Despite the prevalence of aphasia, few patients receive sufficient speech and language therapy through the NHS. On average, patients receive 8 to 12 hours in total, yet the recommended dose to bring about significant change is 100 hours. As a result, many patients simply do not recover good function.
There is a pressing need to develop economically feasible ways to boost the effects of therapy and restore people's ability to communicate effectively.
Read more: About stroke
Non-invasive electrical brain stimulation is becoming widely used as a tool to promote recovery of the brain after injury.
For her PhD project, Haya is building on work carried out during her time working as a postgraduate researcher, during which she developed a new protocol for the use of a type of brain stimulation called tACS. This is a non-invasive, safe and painless method of brain stimulation that interacts with brainwaves at a particular type of frequency. Haya achieved striking results, showing how tACS can boost learning when paired with behavioural training.
Working with patients from the new intensive aphasia clinical service at the National Hospital for Neurology and Neurosurgery (NHNN) in London, Haya is now pairing the brain stimulation protocol with language training to try to boost speech recovery in patients suffering from chronic aphasia following stroke.
To optimise the effectiveness of the brain stimulation, she will use a new tool to personalise the dose to each patient’s own brain scans – to ensure that the current is being targeted appropriately.
She will assess whether the tACS protocol can improve immediate speech performance and whether it can enhance the long-term benefits of speech training. She also wants to find out whether it’s possible to predict which patients will do well in response to speech therapy.
Haya will be jointly supervised by Professor Jenny Crinion and Professor Sven Bestmann, who between them have a wealth of experience in neuro-rehabilitation, speech and language therapy, brain stimulation and neuro-imaging.
This is a very impressive candidate, who will have access to amazing collaborators and together I think they could do something exciting.
- External reviewer
It is hoped that this type of brain stimulation will provide a low-cost, portable neuro-rehabilitation tool that can be used alongside training to reliably boost patients’ recovery after stroke. Boosting speech recovery would have a great impact on patient well-being, increasing independence, ability to return to work and overall quality of life.

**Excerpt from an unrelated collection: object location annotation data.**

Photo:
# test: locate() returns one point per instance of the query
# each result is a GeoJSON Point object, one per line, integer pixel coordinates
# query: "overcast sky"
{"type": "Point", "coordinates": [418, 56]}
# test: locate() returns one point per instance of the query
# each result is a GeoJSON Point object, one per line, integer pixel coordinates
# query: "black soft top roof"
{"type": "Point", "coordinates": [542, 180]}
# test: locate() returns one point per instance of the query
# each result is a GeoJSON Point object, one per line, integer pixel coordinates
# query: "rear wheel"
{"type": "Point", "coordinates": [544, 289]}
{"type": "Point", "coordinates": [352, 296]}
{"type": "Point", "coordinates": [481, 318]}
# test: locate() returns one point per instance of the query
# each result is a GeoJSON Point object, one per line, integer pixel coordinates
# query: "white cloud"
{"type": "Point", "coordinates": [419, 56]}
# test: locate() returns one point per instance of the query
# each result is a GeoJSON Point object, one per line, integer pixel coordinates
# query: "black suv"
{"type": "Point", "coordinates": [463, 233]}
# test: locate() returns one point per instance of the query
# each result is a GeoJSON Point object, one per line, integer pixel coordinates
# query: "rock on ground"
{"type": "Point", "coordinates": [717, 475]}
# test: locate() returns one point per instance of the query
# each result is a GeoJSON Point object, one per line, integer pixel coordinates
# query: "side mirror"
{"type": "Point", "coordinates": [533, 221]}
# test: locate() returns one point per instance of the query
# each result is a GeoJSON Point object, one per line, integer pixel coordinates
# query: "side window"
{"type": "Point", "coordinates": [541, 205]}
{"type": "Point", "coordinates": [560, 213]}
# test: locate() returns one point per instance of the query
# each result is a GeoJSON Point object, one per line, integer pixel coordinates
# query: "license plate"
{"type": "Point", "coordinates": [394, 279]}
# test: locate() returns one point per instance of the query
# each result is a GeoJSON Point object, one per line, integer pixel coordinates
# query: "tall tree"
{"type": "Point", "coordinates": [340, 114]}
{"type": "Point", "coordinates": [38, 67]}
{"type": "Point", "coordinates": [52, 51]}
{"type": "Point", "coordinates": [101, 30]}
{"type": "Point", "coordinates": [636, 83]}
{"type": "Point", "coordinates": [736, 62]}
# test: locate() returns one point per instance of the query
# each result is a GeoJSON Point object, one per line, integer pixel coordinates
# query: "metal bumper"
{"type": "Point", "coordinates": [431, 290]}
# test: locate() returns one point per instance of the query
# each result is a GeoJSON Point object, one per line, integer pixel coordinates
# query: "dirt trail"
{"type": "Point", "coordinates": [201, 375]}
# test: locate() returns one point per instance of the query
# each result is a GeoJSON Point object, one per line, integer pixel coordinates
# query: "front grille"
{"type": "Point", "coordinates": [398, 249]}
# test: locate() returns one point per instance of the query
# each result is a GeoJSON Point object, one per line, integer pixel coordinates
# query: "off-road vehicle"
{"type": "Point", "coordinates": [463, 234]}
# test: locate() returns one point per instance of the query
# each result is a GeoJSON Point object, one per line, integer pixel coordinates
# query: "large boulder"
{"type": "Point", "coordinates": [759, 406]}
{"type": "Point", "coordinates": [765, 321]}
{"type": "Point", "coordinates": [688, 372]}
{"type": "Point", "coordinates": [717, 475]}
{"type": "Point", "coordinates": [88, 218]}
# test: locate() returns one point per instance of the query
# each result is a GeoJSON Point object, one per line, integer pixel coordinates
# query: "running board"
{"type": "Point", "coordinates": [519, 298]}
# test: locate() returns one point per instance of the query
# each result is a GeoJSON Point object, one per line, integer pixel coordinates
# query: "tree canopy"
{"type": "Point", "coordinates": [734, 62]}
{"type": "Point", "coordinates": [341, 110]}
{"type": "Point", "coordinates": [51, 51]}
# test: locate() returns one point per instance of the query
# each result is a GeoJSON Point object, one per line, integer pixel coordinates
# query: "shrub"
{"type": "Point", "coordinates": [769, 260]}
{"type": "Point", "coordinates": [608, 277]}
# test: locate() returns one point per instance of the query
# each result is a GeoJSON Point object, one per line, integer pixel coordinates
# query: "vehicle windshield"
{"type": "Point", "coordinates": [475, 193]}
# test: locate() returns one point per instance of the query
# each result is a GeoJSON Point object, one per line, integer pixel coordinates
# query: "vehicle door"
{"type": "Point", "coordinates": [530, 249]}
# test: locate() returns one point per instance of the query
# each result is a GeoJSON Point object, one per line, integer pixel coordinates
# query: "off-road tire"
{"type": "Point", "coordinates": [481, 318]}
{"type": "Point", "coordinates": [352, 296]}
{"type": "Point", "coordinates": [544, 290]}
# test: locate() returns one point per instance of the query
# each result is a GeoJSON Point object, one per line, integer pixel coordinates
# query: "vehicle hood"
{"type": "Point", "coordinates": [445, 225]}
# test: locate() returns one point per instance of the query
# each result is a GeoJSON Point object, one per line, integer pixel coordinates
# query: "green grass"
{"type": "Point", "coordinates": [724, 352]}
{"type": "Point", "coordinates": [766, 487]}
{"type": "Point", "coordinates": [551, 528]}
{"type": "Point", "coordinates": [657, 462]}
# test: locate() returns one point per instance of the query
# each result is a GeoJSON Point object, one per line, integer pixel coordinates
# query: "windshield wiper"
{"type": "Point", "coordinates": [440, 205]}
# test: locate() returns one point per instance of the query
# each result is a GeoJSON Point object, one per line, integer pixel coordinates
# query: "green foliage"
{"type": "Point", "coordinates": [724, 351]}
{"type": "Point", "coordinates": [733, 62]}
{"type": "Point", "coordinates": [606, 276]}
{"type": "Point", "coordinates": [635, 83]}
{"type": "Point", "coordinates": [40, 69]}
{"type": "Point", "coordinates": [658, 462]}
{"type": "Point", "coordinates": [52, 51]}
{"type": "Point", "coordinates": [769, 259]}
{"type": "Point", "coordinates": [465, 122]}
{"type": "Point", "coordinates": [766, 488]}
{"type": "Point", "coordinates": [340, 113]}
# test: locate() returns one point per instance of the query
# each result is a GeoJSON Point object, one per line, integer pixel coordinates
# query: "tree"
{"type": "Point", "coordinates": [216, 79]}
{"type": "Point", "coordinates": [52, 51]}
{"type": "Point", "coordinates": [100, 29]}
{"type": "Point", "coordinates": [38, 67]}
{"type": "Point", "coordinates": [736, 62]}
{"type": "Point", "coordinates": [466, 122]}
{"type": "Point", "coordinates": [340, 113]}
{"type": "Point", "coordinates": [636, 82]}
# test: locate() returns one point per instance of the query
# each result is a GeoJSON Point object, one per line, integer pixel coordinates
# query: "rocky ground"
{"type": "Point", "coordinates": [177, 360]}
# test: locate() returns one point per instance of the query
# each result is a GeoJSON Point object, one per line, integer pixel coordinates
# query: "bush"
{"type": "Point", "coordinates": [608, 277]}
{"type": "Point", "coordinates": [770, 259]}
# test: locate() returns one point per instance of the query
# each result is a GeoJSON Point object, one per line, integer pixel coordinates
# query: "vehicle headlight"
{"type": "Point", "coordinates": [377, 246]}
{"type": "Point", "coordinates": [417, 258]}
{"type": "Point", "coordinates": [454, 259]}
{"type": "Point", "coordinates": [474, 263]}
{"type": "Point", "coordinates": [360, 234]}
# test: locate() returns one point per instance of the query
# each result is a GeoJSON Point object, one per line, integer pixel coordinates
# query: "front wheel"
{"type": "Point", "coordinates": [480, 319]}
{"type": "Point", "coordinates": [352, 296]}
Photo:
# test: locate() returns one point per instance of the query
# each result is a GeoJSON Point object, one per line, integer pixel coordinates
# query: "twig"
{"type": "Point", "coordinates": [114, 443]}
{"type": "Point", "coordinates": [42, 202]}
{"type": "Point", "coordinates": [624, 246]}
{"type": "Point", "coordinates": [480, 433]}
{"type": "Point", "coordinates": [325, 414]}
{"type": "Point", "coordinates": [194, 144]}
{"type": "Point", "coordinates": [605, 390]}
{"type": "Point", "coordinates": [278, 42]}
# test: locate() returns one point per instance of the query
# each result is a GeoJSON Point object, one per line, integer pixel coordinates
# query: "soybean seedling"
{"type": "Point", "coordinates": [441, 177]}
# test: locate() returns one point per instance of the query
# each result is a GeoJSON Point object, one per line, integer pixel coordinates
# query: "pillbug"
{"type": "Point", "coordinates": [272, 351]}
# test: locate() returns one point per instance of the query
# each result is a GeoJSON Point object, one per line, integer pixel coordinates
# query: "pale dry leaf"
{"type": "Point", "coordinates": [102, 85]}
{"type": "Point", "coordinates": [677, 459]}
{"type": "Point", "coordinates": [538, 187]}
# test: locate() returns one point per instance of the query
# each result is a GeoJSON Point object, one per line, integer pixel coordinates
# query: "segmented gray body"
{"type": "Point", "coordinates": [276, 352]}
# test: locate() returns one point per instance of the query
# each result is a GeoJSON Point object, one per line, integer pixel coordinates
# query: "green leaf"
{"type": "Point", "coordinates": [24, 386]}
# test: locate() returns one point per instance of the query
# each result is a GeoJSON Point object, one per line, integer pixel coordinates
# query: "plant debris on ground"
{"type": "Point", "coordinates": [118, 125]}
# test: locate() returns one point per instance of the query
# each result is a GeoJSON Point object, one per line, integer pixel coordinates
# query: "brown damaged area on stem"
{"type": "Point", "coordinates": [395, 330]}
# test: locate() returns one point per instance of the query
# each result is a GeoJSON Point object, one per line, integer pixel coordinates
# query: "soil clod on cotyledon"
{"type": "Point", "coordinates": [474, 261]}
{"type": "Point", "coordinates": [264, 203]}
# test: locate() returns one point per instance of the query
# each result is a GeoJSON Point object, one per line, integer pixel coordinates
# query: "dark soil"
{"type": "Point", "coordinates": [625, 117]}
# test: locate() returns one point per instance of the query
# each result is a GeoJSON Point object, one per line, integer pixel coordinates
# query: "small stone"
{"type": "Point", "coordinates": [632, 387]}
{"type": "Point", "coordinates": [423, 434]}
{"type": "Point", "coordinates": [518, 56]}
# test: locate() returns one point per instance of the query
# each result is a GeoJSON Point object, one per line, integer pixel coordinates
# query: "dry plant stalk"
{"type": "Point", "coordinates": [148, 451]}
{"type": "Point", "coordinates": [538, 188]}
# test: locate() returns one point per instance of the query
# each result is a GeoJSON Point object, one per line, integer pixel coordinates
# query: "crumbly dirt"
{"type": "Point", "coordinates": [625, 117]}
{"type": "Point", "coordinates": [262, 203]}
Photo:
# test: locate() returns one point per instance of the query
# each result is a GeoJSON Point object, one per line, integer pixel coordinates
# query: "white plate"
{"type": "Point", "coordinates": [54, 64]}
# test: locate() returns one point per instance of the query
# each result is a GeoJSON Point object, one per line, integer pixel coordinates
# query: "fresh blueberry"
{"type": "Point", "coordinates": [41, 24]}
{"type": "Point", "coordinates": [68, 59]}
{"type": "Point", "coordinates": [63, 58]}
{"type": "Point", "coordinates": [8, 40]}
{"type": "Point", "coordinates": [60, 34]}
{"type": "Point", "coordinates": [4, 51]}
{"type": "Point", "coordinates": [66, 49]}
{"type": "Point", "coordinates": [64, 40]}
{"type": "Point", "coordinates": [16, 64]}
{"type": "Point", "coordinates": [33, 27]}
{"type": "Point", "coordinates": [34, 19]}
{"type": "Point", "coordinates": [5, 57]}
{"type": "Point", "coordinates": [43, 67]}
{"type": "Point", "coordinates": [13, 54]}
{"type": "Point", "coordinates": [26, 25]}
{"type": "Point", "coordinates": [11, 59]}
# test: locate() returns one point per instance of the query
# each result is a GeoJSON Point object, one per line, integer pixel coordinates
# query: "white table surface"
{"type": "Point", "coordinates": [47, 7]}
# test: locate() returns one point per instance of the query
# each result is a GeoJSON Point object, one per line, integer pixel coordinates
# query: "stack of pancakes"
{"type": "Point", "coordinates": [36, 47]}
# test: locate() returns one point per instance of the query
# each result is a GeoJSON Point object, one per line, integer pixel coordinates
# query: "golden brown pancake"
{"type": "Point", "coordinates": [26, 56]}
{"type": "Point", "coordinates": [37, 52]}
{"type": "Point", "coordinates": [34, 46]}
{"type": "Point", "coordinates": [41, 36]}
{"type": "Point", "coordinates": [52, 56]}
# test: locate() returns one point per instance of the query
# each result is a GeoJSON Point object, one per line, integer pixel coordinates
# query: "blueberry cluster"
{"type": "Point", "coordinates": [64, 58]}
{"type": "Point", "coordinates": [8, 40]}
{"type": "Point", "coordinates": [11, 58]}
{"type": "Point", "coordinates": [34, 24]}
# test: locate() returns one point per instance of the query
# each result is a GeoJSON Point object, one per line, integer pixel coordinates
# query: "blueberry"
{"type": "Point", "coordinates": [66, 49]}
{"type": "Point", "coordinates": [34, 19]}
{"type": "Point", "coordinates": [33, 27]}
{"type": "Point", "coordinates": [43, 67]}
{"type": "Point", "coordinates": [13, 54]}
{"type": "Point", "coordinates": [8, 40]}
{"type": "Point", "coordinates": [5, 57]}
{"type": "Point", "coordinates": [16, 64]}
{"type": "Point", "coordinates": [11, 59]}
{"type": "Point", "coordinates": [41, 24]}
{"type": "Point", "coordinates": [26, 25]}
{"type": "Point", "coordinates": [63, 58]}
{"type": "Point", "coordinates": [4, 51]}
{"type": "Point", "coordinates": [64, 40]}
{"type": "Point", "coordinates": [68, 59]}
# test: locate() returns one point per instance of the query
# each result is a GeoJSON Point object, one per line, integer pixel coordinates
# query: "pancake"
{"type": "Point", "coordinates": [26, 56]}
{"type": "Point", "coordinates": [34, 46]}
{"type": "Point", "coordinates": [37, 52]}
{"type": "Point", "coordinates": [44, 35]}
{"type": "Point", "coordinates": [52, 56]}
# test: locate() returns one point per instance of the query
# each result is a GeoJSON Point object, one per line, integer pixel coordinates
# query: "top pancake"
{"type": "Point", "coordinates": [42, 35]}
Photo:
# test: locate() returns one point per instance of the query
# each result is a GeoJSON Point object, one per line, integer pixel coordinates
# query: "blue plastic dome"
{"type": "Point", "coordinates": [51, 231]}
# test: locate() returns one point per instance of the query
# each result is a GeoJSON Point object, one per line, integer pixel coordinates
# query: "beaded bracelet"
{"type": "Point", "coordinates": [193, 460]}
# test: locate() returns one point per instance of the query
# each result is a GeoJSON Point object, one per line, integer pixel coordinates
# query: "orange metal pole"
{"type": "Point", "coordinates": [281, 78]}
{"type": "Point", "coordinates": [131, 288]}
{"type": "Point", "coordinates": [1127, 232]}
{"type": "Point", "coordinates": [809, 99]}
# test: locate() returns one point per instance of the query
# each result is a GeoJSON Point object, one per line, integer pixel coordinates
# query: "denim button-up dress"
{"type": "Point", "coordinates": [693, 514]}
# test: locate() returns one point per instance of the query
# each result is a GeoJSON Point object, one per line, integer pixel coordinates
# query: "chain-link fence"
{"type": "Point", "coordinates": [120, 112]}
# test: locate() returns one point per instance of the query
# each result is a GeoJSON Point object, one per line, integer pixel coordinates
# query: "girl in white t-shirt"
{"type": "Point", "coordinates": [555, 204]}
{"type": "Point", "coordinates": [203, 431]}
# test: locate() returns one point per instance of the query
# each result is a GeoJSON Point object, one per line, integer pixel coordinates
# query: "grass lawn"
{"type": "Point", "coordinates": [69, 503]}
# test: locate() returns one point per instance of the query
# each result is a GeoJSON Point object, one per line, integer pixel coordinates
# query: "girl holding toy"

This is a proof-of-concept study, linked with an NHS clinical service. If successful, it could lead to a wider scale clinical trial on the use of brain stimulation as an adjunct to neuro-rehabilitation to boost recovery in chronic stroke patients.
Given the enormous impact of aphasia on patients’ lives as well as society as a whole, and the current lack of available therapeutic approaches that are both effective and efficient, the proposed research is a particularly important contribution to translate pioneering neuro-scientific research into the clinic.
- External reviewer
Equally important, through this PhD studentship, we are nurturing the development of a promising young researcher who we hope will go on to develop a long and illustrious career in this important field.
Acquired brain and spinal cord injury (including stroke) is one of our current research priorities, reflecting the large unmet need in this area. Our aim is to fund research to advance understanding of how to promote repair of the brain and spinal cord following injury.